There is N.S. Worsley, who writes a relatively straightforward travel poem with some interesting moments and lines, there and here, but with one of my favourite titles in some time: “A book bought to soak in a country / through a bus window / to fly down the road with me.” And Wanda O’Connor, of course. Hers is one of the few pieces in this collection that feels like a single poem more than any of the rest, her “sub rosa” (I wonder if she knows that Toronto writer Stan Rogal has a collection of the same name), extending further out some of the explorations of physical space on the page that she’s been working on for the past five or seven years. Larissa Andrusyshyn, a Montreal poet who has been around for over a decade, does some interesting things in a series of poems on mammoths, but only really start to shine when she breaks out of storytelling into really writing.

The Mammoth Sequences the Ivan Andrusyshyn Genome

Claustrophobia was his first obstacle,
then the heat. The mammoth’s coat became
somewhat matted (the lab had very poor ventilation),
but he mapped the Andrusyshyn genome in eighteen months.

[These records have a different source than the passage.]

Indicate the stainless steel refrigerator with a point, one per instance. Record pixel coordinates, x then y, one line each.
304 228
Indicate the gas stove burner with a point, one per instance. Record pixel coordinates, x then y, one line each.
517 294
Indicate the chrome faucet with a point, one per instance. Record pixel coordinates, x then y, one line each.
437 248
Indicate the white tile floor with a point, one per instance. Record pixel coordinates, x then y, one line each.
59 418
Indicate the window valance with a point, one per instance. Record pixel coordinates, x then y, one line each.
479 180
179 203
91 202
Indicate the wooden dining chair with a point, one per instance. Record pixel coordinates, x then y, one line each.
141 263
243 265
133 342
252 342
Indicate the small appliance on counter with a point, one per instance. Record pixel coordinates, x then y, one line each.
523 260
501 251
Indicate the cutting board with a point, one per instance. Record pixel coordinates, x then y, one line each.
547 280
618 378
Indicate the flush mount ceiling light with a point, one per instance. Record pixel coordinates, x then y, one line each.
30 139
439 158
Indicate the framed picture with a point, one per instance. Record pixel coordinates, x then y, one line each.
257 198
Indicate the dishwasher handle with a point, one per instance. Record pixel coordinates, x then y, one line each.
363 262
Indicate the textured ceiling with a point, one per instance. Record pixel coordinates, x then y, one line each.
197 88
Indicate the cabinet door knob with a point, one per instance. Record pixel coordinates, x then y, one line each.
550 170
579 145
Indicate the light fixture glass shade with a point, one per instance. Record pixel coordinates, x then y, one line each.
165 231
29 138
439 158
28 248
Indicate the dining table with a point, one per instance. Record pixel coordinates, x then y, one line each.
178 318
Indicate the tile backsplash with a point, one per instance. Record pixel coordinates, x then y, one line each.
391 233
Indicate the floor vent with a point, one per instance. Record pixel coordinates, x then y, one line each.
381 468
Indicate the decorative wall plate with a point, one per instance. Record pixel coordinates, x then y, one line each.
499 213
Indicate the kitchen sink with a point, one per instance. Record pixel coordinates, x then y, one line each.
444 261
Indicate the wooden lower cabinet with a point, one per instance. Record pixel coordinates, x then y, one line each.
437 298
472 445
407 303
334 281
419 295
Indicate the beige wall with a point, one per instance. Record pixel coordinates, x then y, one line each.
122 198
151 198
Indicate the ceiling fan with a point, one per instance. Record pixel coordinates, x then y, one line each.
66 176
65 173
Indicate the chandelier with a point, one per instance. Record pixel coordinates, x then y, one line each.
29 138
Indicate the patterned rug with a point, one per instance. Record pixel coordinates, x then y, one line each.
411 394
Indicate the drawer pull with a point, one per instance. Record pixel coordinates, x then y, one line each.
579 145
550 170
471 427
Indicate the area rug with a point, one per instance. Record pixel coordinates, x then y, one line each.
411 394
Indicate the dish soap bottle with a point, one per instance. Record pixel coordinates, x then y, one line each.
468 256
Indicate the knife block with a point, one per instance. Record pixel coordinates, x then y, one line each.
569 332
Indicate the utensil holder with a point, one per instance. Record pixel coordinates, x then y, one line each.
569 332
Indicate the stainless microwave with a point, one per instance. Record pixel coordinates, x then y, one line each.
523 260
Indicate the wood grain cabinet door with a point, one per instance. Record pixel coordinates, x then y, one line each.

The trunk is surprisingly nubile so he was able to handle
data, microscopes and test tubes like any other geneticist.
The traceable graphs are ordered like dental records,
base pairs identified, a collection of letters and mutations:

ATCGAT
TAGCTA

The mammoth is optimistic, sends a letter
to Ivan’s daughter, says
we are very close.

Ivan Andrusyshyn was the only known specimen.
When the mammoth presents his findings
he brings a small crowd of lab techs to its feet.

Are these even publicly available? I am hoping so, there are certainly some pieces here worth reading, and an enviable publication, for those of us over the years who have taken creative writing classes and not seen a publication after. If they are, I’d recommend either getting a hold of the English Department directly, or floating over to The Word bookstore, just at McGill. Of course they’d have copies.